9th Gentleman Usher of the Black Rod
- In office July 1984 – July 1985
- Preceded by: Thomas Guy Bowie
- Succeeded by: René Jalbert

Member of the Canadian Parliament for Trois-Rivières
- In office 1971–1984
- Preceded by: Joseph-Alfred Mongrain
- Succeeded by: Pierre H. Vincent

Personal details
- Born: 26 January 1928 Trois-Rivières, Quebec
- Died: 15 May 2015 (aged 87) Trois-Rivières, Quebec
- Party: Liberal Party of Canada
- Spouse: Leonore E. Wiren
- Children: Cindy
- Occupation: Building contractor, businessman

= Claude Lajoie =

Canadian politician (1928–2015)

Claude G. Lajoie (26 January 1928 – 15 May 2015) was a Liberal party member of the House of Commons of Canada. He was a businessman and building contractor by career.

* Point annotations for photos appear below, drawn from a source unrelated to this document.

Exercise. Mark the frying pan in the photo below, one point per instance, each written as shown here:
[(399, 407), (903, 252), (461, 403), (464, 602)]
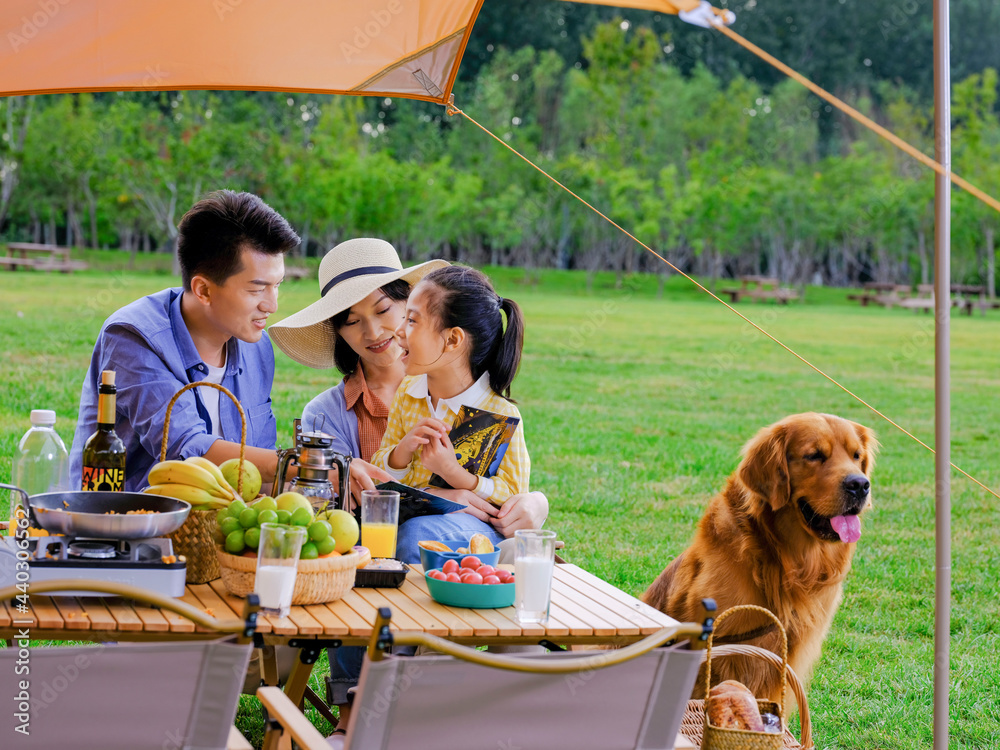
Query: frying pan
[(102, 515)]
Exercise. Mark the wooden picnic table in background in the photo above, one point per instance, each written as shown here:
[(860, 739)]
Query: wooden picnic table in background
[(40, 257), (886, 294), (760, 287), (965, 297)]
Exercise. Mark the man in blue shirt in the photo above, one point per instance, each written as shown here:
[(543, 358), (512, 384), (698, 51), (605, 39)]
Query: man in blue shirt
[(231, 248)]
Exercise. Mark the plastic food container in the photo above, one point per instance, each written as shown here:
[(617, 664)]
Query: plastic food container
[(430, 559)]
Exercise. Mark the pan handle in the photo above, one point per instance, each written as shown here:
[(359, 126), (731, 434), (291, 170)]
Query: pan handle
[(26, 501)]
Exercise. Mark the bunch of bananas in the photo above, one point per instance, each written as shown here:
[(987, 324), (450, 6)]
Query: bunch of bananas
[(195, 480)]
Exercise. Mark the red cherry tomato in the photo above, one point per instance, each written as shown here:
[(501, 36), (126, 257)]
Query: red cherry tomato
[(472, 562)]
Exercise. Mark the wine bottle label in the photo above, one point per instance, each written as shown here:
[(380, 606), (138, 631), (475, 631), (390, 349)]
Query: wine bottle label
[(100, 479)]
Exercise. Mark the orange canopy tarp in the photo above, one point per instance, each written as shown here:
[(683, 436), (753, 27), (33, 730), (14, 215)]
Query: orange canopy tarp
[(409, 48)]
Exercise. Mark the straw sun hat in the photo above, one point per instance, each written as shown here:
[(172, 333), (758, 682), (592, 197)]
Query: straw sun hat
[(348, 273)]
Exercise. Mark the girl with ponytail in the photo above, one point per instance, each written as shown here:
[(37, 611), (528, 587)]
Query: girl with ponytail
[(461, 345)]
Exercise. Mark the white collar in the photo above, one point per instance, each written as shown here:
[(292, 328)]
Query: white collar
[(474, 395)]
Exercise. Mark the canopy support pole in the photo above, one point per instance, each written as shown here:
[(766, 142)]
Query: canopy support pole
[(942, 370)]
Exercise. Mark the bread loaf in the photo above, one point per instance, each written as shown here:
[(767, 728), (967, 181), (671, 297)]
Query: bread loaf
[(731, 705)]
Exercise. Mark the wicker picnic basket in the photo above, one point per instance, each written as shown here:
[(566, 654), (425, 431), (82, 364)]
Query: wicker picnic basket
[(316, 582), (196, 539), (696, 725)]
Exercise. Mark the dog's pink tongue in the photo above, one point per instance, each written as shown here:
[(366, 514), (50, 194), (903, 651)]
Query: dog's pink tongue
[(847, 527)]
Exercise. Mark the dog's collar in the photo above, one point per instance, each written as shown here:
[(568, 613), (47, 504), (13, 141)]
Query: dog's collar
[(750, 635)]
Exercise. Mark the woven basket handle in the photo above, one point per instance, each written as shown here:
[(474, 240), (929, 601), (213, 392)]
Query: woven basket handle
[(243, 424), (794, 683), (784, 652)]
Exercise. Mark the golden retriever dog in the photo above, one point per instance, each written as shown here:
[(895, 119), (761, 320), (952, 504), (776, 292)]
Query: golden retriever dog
[(780, 535)]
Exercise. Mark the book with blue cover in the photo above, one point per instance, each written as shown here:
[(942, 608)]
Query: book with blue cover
[(414, 502)]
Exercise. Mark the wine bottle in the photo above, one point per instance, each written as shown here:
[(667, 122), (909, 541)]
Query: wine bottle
[(104, 451)]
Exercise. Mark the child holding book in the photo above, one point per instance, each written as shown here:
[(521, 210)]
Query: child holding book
[(457, 353)]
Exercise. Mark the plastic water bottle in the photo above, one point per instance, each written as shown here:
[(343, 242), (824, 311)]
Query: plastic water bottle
[(41, 462)]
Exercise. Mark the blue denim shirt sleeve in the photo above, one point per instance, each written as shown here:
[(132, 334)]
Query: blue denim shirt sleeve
[(148, 350), (328, 413)]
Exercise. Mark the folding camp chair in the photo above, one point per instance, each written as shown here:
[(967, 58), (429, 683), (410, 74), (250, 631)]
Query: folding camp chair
[(180, 695), (622, 699)]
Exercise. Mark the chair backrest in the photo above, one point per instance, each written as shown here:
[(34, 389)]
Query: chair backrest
[(441, 702), (127, 696)]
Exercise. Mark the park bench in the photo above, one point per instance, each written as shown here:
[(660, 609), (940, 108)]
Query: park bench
[(760, 287), (40, 257), (970, 297), (964, 297), (886, 294)]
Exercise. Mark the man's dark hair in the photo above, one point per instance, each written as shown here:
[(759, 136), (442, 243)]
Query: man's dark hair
[(214, 232), (344, 356)]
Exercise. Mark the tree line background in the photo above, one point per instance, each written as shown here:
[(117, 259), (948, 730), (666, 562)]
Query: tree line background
[(703, 151)]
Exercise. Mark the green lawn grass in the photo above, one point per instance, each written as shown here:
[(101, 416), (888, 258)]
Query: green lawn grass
[(635, 410)]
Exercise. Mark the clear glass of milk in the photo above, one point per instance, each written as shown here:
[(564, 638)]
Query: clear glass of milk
[(277, 562), (534, 560)]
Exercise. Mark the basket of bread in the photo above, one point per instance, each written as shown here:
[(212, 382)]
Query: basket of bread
[(731, 717)]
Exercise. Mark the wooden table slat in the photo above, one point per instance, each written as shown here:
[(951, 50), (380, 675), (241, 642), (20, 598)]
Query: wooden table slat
[(190, 598), (216, 605), (400, 616), (279, 625), (568, 601), (628, 605), (153, 620), (367, 612), (46, 614), (331, 624), (124, 614), (6, 620), (356, 624), (585, 609), (235, 604), (97, 612), (574, 625), (457, 627), (480, 625), (305, 622), (400, 602), (600, 605)]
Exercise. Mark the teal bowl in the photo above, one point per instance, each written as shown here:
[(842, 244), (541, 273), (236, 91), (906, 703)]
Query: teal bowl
[(473, 595), (430, 559)]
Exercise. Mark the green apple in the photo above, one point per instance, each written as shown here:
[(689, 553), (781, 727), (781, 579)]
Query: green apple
[(265, 503), (292, 501), (343, 528), (251, 477)]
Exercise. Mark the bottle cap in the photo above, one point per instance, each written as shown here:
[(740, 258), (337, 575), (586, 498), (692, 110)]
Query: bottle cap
[(43, 417)]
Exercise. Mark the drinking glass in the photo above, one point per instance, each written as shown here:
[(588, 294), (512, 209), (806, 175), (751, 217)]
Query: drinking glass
[(379, 520), (277, 564), (534, 561)]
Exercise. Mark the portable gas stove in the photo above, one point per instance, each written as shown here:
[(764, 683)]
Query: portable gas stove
[(143, 562)]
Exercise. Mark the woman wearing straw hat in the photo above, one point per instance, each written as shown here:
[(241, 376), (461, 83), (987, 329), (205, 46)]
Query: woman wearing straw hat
[(363, 292)]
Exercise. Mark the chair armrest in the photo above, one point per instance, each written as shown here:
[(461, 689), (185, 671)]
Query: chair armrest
[(237, 741), (287, 714)]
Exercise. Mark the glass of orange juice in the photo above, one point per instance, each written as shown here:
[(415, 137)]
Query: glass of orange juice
[(379, 520)]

Born in Trois-Rivières, he represented Quebec's Trois-Rivières electoral district since his victory there in a by-election on 31 May 1971. He was re-elected in the 1972, 1974, 1979 and 1980 federal elections. After serving consecutive terms from the 28th through the 32nd Canadian Parliaments, Lajoie left national politics and did not campaign in the 1984 election.